RoadconePhoto wrote:
so, which part is the limitation... supposedly the cybersyncs trigger in like 1/4000th of a sec and the bee fully discharges in something ike 1/4100th... yet anything over 1/200th will outrun the strobe.


As stated above, the problem lies with the way shutters work.

At or below the maximum sync speed -- whether that be 1/250, 1/200, 1/125, or whatever -- the first curtain fully opens, exposing the sensor, then the flash fires its very brief pulse, then the second curtain closes, covering the sensor. A faster shutter speed doesn't mean that the curtains are moving faster, only that the delay between first curtain opening and second curtain closing is shorter.
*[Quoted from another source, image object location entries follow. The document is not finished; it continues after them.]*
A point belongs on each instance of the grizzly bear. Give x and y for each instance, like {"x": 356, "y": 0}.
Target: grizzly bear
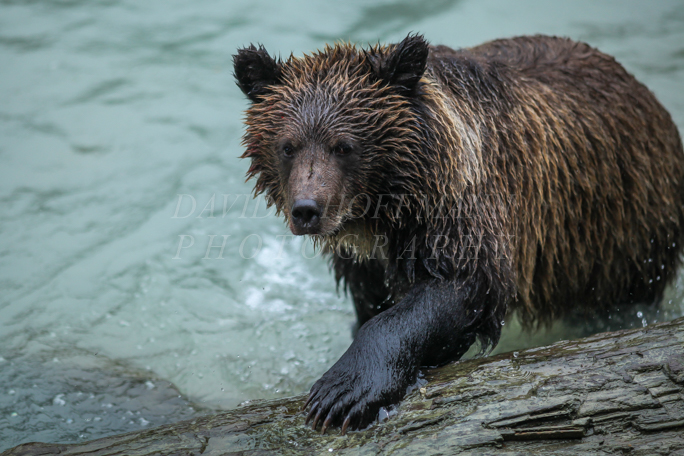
{"x": 531, "y": 174}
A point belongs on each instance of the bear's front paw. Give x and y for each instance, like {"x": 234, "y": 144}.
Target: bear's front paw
{"x": 352, "y": 395}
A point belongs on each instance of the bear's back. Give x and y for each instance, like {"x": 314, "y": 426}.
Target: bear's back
{"x": 593, "y": 161}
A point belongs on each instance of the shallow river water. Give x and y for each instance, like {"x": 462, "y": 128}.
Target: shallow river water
{"x": 120, "y": 129}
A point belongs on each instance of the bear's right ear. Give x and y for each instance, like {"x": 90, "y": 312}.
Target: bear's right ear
{"x": 255, "y": 70}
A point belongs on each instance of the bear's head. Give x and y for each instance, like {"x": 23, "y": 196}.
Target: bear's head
{"x": 330, "y": 135}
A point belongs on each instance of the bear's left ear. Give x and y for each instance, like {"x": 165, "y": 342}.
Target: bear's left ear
{"x": 255, "y": 70}
{"x": 404, "y": 65}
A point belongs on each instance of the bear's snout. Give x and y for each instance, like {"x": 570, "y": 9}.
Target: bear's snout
{"x": 306, "y": 217}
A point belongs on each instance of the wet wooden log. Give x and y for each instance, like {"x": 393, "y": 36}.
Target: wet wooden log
{"x": 612, "y": 393}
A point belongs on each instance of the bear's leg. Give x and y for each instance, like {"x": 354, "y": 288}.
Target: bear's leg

But above sync speed, the curtains can't move fast enough to do the job, so instead the second curtain starts to close before the first curtain is fully open, creating a moving slit that "wipes" across the sensor, exposing any given part of the sensor for the correct time for the shutter speed set.

That works great in sunlight or continuous artificial light, but when using flash it doesn't; the brief burst of light from the flash will only hit the part of the sensor that's under the slit at the moment it fires.

Trigger latency can be an issue when operating just a bit above sync speed, because sometimes slow-acting strobes can be timed to fire in such a way that they stay at a relatively steady brightness as the curtains move across the sensor, but only if the timing is precise and usually only at low power settings with voltage-controlled strobes. Speedlites and IGBT/thyristor-controlled strobes work differently, and lower power settings will actually shorten the flash duration, making out of sync shutter speeds worse instead of better.

There are a few ways to get around the sync speed issue. The two most common are use of leaf-shutter lenses that can open and close at speeds of 1/500 to -- in the newest models -- 1/1600, or the use of High Speed Sync (Canon's term), Focal Plane Flash (Nikon's term), or other similar methods, where the Speedlite/Speedlight/flash gun is fired multple times in short succession (at vastly reduced power) to simulate continuous light during the entire shutter travel.

Some point and shoot cameras, and a few DSLRs, use an electronic "shutter" rather than an actual physical shutter, and they don't have the same sync speed issues because the sensor is always exposed; the sensor is just switched on and off electronically to simulate a given shutter speed. There are also "hybrid" designs that only have one curtain. Both of those systems have other issues, though, which is why most DSLRs still use a traditional mechanical shutter.

Lot's of info here, but hopefully it helps or at least points you in the right direction for further reading.